At one point we wandered into Lacan’s strange cameo in political history, the 1968 moment when he reminded a group of fiery French student protestors that every revolution, sooner or later, finds a new master. “You will get one,” he said, not as cynicism, but as a kind of truth about human structure. It’s funny because it’s true: we demand freedom, then immediately search for a container to hold the overflow of our own intensity. You don’t have to wear black and smoke Gauloises to get this; you live it every time total freedom starts to feel suspiciously like chaos.

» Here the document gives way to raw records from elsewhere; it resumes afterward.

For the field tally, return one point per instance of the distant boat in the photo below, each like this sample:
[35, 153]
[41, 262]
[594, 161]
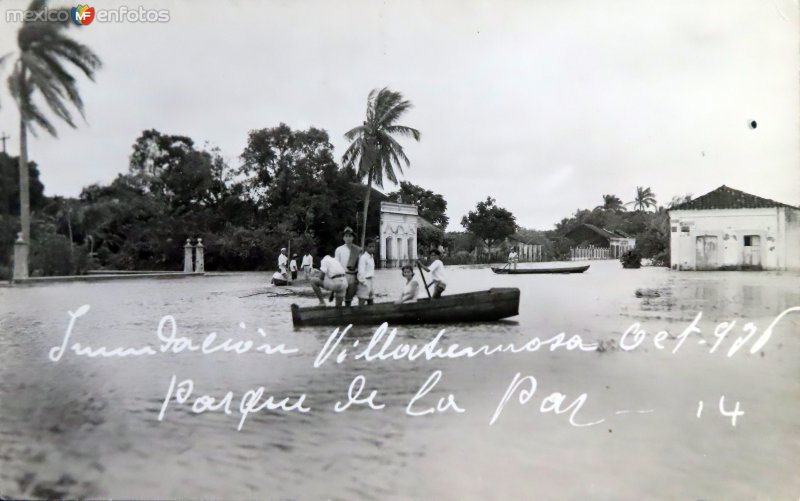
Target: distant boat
[525, 271]
[483, 306]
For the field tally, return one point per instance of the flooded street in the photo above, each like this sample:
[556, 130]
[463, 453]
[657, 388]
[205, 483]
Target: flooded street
[89, 427]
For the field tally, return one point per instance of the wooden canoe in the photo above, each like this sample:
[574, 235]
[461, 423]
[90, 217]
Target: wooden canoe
[482, 306]
[526, 271]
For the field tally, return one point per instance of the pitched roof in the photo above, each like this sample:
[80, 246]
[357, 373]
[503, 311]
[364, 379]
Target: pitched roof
[600, 231]
[729, 198]
[529, 239]
[424, 223]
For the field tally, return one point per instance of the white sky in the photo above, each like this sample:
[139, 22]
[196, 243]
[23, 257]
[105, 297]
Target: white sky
[544, 105]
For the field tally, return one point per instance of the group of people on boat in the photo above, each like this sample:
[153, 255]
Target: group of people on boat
[348, 274]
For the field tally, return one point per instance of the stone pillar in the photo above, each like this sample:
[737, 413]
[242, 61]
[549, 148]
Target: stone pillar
[187, 257]
[199, 262]
[402, 250]
[20, 258]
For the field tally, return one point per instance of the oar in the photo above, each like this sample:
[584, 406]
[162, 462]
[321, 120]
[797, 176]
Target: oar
[425, 283]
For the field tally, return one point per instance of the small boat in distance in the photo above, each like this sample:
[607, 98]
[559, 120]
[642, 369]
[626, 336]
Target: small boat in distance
[483, 306]
[526, 271]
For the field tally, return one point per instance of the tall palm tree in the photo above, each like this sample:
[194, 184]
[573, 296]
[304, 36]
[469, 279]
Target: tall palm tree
[41, 70]
[645, 198]
[611, 202]
[374, 153]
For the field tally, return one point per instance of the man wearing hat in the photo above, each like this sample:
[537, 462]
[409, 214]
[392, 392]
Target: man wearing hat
[283, 262]
[347, 254]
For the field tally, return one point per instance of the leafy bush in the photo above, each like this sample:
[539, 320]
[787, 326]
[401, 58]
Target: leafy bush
[631, 259]
[52, 255]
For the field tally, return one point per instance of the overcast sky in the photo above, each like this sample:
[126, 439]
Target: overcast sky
[544, 105]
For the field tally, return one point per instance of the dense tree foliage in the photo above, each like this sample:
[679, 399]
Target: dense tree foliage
[289, 191]
[374, 153]
[490, 222]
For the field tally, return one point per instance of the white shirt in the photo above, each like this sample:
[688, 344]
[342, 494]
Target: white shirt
[437, 271]
[331, 267]
[342, 255]
[366, 267]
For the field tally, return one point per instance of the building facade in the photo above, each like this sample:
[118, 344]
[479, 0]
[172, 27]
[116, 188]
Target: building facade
[398, 234]
[731, 229]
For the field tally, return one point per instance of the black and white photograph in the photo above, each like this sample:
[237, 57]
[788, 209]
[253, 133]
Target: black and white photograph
[368, 250]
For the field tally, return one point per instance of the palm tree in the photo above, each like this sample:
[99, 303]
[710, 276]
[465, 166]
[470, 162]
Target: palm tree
[645, 198]
[374, 153]
[44, 51]
[611, 202]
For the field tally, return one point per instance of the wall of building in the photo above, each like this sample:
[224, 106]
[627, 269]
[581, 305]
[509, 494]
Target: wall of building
[398, 234]
[734, 238]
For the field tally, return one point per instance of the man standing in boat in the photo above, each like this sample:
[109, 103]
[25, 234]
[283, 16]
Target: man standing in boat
[436, 269]
[347, 254]
[513, 258]
[283, 263]
[366, 271]
[329, 276]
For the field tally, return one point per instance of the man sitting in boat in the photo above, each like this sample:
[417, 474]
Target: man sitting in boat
[279, 278]
[329, 276]
[411, 287]
[436, 270]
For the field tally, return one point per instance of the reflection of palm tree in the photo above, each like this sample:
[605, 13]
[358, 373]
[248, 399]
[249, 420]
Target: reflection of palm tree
[43, 52]
[373, 151]
[645, 198]
[611, 202]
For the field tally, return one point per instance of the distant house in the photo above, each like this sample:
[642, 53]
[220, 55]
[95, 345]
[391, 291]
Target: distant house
[589, 234]
[731, 229]
[529, 247]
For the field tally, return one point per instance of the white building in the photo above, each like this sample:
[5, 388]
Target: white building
[731, 229]
[398, 239]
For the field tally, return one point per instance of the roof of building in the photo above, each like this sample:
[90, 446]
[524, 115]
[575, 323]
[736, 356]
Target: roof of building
[729, 198]
[600, 231]
[424, 223]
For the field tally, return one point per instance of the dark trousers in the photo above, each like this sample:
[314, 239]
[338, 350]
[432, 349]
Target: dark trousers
[352, 286]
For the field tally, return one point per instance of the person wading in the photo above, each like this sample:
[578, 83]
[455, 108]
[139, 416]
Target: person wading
[347, 254]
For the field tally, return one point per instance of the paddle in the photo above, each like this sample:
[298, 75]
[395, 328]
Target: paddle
[423, 280]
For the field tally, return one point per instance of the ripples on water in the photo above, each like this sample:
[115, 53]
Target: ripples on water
[88, 427]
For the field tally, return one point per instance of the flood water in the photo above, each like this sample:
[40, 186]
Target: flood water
[88, 427]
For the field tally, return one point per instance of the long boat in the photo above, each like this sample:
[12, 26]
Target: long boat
[526, 271]
[483, 306]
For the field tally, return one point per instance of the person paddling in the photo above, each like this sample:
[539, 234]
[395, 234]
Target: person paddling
[436, 270]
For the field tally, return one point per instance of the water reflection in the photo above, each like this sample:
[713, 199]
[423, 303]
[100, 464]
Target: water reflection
[89, 428]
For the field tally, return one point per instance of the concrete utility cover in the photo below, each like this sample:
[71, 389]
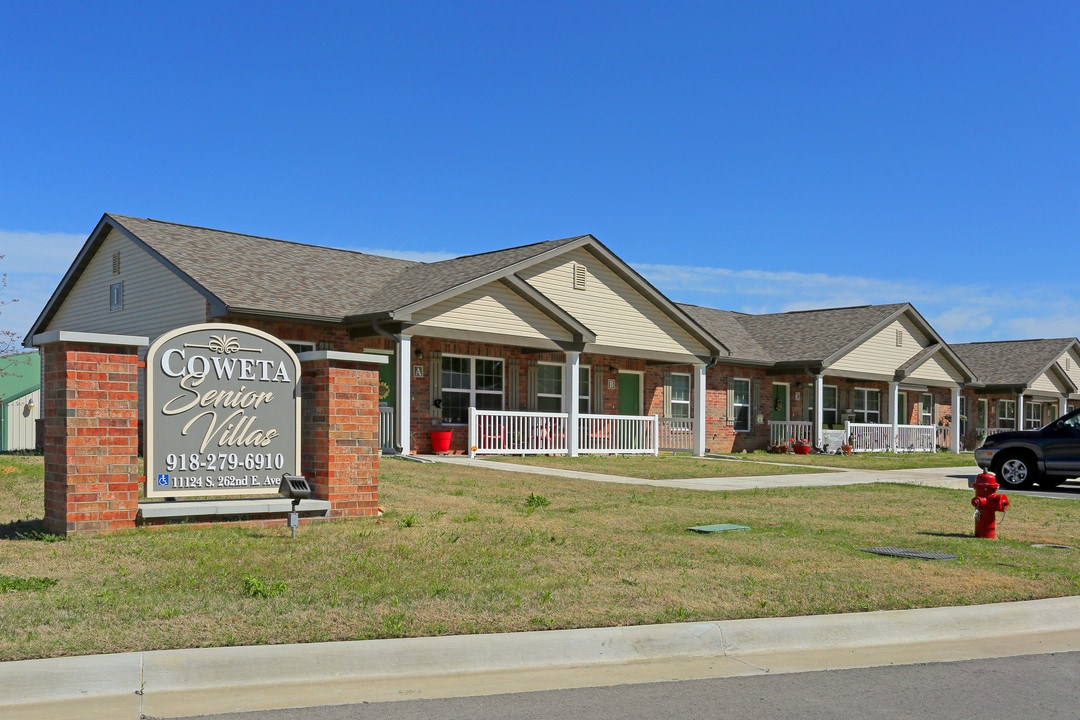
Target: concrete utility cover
[907, 552]
[723, 527]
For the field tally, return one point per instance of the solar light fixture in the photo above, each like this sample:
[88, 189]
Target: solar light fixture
[296, 488]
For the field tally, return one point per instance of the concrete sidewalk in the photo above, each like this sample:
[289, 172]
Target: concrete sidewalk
[943, 477]
[186, 682]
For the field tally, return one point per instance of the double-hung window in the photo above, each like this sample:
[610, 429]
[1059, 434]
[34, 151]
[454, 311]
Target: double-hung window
[550, 388]
[739, 391]
[867, 405]
[1033, 416]
[470, 382]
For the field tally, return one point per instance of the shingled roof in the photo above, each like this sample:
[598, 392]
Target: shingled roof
[817, 336]
[1012, 363]
[724, 324]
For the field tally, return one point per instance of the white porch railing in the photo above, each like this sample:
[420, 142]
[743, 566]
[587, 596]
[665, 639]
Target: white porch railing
[876, 437]
[508, 432]
[783, 432]
[676, 434]
[386, 428]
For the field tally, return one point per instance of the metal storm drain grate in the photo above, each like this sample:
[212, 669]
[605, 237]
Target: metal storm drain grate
[907, 552]
[723, 527]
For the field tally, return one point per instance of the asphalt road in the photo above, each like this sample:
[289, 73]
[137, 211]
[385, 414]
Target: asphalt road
[1023, 688]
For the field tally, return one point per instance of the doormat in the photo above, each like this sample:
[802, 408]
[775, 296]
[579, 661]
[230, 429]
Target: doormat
[907, 552]
[723, 527]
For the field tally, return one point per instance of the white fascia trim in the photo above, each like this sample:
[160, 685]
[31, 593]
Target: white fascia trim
[336, 355]
[96, 338]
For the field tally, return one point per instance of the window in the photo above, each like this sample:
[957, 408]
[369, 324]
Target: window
[550, 388]
[1007, 415]
[1033, 416]
[470, 382]
[926, 409]
[680, 395]
[739, 398]
[117, 296]
[867, 405]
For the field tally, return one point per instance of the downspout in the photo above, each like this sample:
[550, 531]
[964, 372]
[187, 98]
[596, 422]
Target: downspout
[403, 390]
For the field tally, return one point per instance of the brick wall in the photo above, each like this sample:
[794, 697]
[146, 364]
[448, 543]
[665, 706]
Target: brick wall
[91, 437]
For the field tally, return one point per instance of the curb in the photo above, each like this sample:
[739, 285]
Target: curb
[177, 673]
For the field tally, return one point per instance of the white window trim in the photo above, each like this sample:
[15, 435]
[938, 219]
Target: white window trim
[866, 412]
[472, 383]
[688, 403]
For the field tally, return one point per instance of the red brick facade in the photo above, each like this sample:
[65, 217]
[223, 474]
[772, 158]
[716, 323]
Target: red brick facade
[339, 442]
[91, 437]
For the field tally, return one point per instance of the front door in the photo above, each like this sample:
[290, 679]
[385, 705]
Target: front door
[780, 402]
[630, 403]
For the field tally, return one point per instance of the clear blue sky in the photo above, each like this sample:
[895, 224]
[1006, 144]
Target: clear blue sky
[747, 155]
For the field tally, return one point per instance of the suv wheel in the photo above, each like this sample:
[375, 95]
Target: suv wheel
[1015, 472]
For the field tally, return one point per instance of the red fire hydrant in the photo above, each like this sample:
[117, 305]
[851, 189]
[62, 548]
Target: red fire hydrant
[987, 503]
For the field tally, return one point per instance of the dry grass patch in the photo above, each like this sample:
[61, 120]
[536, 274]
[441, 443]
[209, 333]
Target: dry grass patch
[463, 549]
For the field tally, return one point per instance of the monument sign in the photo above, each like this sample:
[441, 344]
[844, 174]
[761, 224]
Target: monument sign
[223, 412]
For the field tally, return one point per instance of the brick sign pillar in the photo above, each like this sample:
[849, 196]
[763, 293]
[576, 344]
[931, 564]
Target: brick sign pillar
[339, 430]
[91, 431]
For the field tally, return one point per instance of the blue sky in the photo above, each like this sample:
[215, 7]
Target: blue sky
[758, 157]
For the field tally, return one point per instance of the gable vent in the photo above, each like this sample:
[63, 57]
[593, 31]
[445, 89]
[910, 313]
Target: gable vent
[579, 276]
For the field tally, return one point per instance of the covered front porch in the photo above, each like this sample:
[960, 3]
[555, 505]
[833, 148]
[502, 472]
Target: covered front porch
[860, 416]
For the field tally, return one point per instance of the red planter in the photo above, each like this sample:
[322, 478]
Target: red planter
[441, 440]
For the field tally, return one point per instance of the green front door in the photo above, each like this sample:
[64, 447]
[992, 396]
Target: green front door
[630, 393]
[780, 402]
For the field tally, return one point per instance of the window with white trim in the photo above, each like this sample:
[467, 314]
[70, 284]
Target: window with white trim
[549, 388]
[829, 405]
[866, 405]
[1007, 415]
[1033, 416]
[926, 409]
[739, 390]
[680, 395]
[470, 382]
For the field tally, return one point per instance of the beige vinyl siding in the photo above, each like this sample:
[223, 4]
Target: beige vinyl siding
[491, 309]
[936, 370]
[1072, 367]
[156, 300]
[1047, 384]
[879, 354]
[610, 307]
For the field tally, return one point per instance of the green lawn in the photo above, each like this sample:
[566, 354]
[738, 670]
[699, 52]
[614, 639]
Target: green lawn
[463, 549]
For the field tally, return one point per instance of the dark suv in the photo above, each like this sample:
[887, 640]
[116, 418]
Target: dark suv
[1048, 456]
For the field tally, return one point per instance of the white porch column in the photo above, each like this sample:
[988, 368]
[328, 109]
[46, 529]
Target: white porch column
[954, 444]
[819, 411]
[570, 401]
[403, 396]
[893, 415]
[701, 375]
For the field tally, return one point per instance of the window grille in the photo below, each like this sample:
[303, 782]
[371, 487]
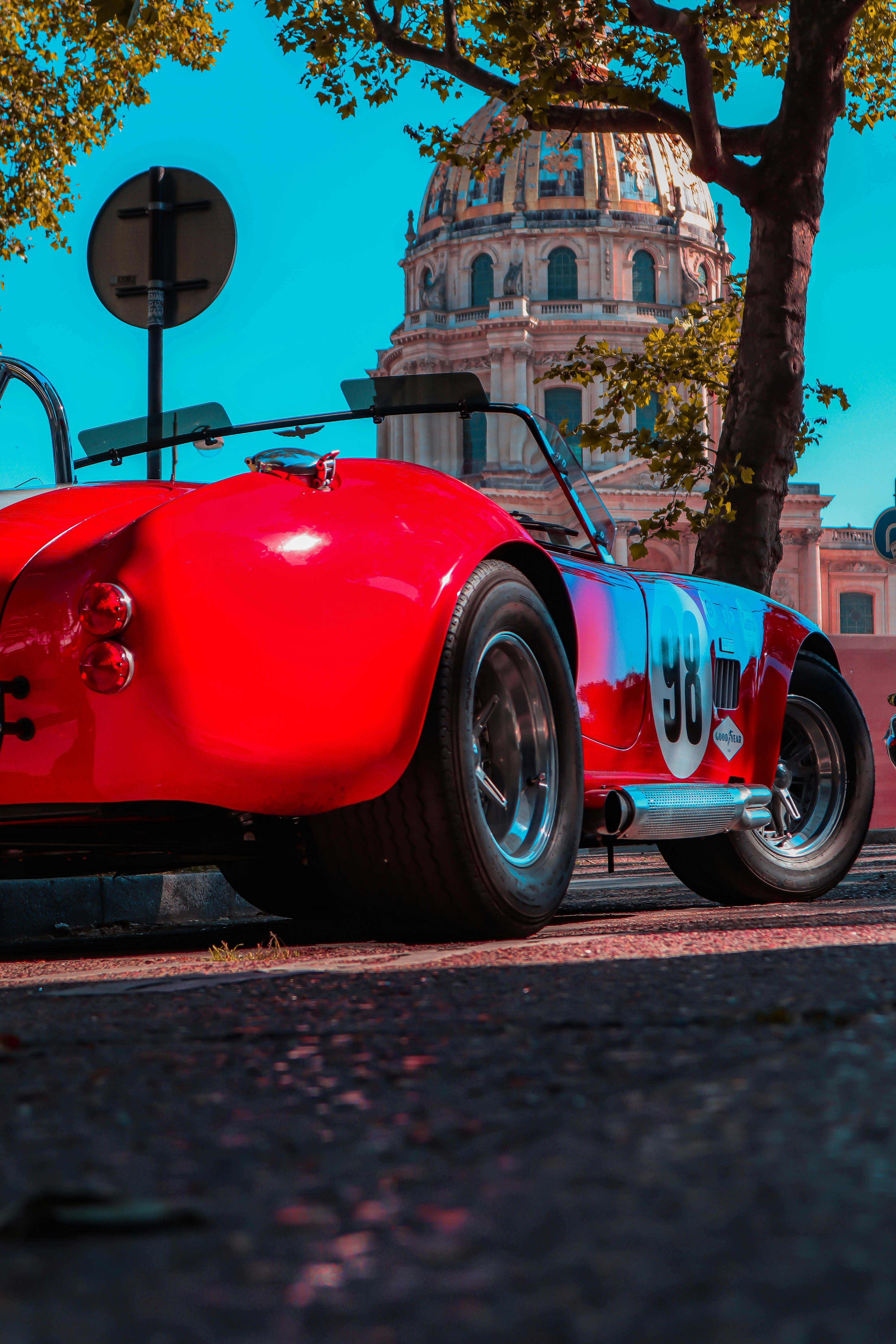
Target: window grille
[726, 685]
[565, 404]
[563, 275]
[644, 279]
[856, 614]
[647, 416]
[561, 165]
[481, 282]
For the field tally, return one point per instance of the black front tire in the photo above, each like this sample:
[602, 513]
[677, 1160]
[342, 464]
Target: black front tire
[503, 724]
[743, 869]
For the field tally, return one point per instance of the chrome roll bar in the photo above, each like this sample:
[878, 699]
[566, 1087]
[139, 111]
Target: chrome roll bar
[49, 398]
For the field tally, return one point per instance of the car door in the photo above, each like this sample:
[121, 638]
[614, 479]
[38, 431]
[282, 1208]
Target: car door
[613, 651]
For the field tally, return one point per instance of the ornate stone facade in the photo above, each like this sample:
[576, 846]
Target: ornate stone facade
[601, 237]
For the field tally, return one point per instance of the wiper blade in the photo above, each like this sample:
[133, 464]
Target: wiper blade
[534, 525]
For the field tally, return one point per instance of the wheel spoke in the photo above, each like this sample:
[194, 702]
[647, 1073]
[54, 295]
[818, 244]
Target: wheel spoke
[484, 716]
[488, 787]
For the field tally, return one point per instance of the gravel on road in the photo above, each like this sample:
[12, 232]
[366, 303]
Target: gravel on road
[659, 1120]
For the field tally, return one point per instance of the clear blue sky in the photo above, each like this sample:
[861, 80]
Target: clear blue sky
[322, 209]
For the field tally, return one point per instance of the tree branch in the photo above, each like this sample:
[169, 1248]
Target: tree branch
[711, 161]
[713, 146]
[453, 65]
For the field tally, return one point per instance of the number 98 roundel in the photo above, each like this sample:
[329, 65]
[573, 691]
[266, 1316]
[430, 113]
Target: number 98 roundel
[680, 679]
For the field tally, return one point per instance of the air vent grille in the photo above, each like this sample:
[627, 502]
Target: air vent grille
[726, 685]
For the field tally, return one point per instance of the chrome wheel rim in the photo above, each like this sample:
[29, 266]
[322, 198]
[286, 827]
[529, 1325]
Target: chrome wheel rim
[514, 745]
[811, 780]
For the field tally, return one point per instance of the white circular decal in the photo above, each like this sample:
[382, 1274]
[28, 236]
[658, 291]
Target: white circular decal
[680, 679]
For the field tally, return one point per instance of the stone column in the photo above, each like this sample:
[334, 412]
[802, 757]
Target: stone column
[813, 576]
[496, 394]
[519, 433]
[506, 423]
[621, 544]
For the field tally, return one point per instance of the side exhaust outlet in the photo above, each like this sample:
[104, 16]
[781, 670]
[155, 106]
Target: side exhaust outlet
[678, 811]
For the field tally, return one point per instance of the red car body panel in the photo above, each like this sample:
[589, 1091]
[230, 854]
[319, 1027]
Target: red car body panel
[29, 525]
[287, 643]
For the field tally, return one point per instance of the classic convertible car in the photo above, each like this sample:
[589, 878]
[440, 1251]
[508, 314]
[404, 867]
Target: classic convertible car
[394, 662]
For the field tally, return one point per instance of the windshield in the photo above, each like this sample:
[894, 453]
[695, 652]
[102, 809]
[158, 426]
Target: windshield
[493, 452]
[498, 454]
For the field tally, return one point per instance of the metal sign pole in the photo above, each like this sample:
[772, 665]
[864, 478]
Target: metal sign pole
[155, 321]
[163, 276]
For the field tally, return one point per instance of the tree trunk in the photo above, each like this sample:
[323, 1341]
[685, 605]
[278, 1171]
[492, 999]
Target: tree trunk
[766, 397]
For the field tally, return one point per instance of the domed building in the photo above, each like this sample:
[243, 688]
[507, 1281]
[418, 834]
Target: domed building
[600, 236]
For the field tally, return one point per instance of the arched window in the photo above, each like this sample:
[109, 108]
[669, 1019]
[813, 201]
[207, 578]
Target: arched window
[562, 166]
[563, 276]
[481, 282]
[644, 279]
[565, 404]
[647, 416]
[856, 614]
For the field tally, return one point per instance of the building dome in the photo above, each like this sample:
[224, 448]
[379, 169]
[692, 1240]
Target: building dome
[596, 236]
[643, 175]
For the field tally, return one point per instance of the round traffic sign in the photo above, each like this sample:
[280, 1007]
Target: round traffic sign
[885, 534]
[166, 232]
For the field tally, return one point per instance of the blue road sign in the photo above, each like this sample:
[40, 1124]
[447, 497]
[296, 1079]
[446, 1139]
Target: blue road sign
[885, 534]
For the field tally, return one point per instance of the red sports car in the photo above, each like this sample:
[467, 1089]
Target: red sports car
[394, 662]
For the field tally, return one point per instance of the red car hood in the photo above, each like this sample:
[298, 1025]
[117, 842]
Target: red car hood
[31, 519]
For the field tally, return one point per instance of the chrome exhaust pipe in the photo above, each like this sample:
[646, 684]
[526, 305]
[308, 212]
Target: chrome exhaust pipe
[678, 811]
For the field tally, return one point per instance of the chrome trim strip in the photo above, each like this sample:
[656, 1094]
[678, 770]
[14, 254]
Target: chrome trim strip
[682, 811]
[52, 403]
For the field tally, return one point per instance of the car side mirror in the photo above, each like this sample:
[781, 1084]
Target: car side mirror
[890, 740]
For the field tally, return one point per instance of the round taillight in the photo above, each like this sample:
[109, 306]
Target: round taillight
[107, 667]
[105, 608]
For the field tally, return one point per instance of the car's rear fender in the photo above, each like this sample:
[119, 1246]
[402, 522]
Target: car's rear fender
[285, 643]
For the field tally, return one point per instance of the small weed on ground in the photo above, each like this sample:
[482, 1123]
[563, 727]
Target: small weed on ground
[275, 951]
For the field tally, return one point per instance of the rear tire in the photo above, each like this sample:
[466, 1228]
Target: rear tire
[483, 829]
[828, 752]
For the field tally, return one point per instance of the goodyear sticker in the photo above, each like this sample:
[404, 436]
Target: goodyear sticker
[729, 739]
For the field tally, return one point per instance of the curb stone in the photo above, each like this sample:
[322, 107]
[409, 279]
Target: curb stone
[39, 907]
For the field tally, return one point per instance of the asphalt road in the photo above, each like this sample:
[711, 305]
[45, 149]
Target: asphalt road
[657, 1122]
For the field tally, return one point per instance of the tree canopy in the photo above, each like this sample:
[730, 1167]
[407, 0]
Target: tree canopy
[596, 65]
[683, 369]
[643, 67]
[69, 72]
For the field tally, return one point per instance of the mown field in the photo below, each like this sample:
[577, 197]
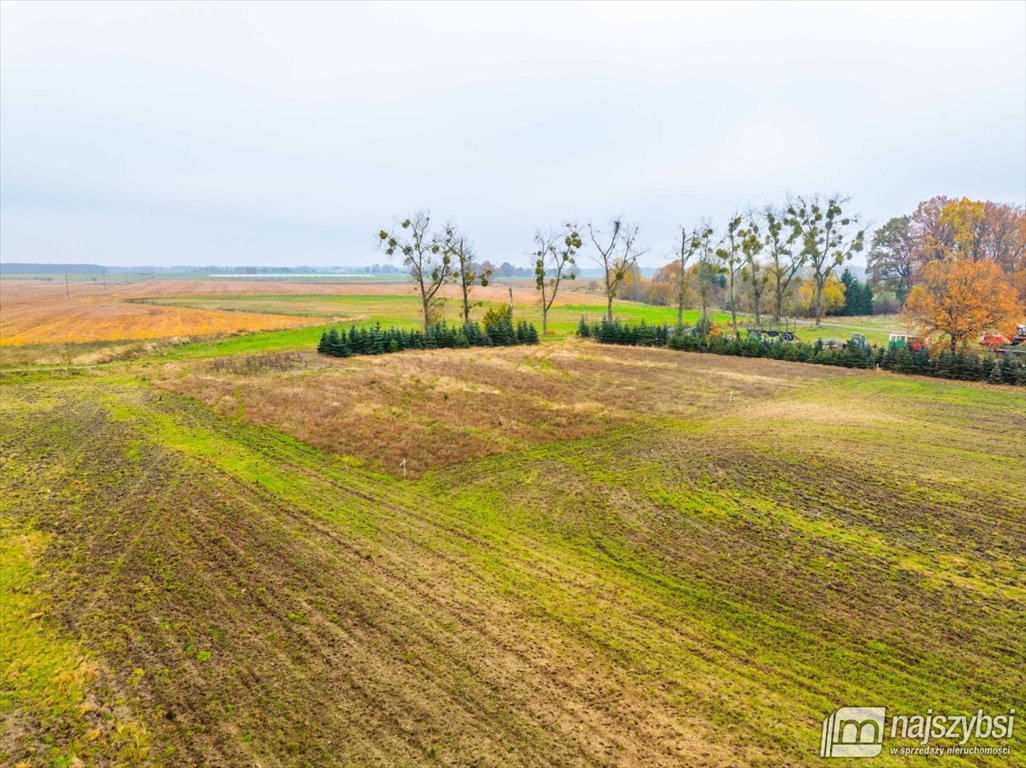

This is what I love about Macario. He brings these abstract ideas back into the room, back into the body, back into the everyday. With him, jouissance isn’t a concept, it’s the familiar too-muchness that shows up in longing, in family life, and in desire. He renders the complicated stuff human, which might be the rarest gift of all.
Our conversation moved through memory, faith, doubt, grief, and the sheer wildness of becoming who you are. Macario has lived several lives, and somehow, he holds them all with a quiet humor and a sense of gratitude.
This episode is a window into a man who has devoted his life to understanding what moves through us not to control it, not to tame it, but to listen to it. And in listening, to help others hear themselves.
I hope you enjoy this episode. It’s not just an interview. It’s a glimpse into a mind and heart formed by rural Colombia, vows, fear, freedom, love, and the extraordinary thing we call group: a place where we learn, again and again, the peculiar ways we become ourselves.